Could be construed as tasteless, certainly.
Have you actually shot a Savage with the Accutrigger?
Yup. BTW, Swingset, pay attention, after which point you're more than welcome to say "Ugh" and then add me to your ignore list: As a range safety officer I got to try several different Accu-Trigger rifles, which I did just in case the first was a fluke. I found all of them distasteful in their own special, politically correct sort of way. It felt more uncomfortable than the proverbial priest at a Boy Scout jamboree. The actual descriptive term used was not repeatable in a forum that includes non-heterosexual company. Which was a shame, the guns grouped rather well, given the funky trigger mechanicals. Savage
knows how to make a decent-shooting gun, my old Model 340 reminded me of that fact time and again. As someone who's gun collection numbers in the hundreds, and the majority of those are centerfire rifles, you can wager I would know how to give an objective evaluation from one rifle to the next. If a gun doesn't shoot well, I get rid of it. And that's whether it's a Stolle Panda benchrest rifle, or Winchester 94 levergun.

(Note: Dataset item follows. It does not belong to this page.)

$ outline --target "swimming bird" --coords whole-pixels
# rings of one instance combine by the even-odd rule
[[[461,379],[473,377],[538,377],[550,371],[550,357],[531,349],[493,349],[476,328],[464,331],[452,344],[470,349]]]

Now, while I have no obligation to answer to you, let's get this out there in front. The gentleman who authored this thread asked an honest question concerning experiences with the Savage Accu-Trigger. I gave an honest response, based on my own experiences with that product. Sorry it didn't fall in line with what others in the thread said, or it gave cause to question my credibility. (Actually, I'm not really sorry) That makes me a bad person, I suppose. Yet another one hiding behind the anonymity of an internet alias, as it were. If that means I'm off Steelhead's and Swingset's Christmas Card list, then oh friggin' well.
And I'll repeat: For people who haven't experienced better, it may very well be the best trigger they've ever found on a factory rifle. I'm not disparaging them their choice, because it's probably all the gun that their budgets would allow for, and there were no Remington 700's and 7's within visual range when they made the decision. But as I stated before, I do find it a sad commentary of our times when "good enough is the enemy of best". Savage didn't have to go with the monkey-motion trigger - their earlier triggers could be adjusted to something less than a bazillion pounds pull, without benefit of the unneeded interlock. Were I the owner or CEO of Savage, I'd have the engineers and designers of that thing run out of town on a rail, period. But, luckily for Savage, I'm not, and so they can proceed to keep the consumer frog in that pot of increasingly-warm water, knowing full well that the frog's comfort level with the pre-trigger will level off with time. The guns will sell. So will Remington 710's.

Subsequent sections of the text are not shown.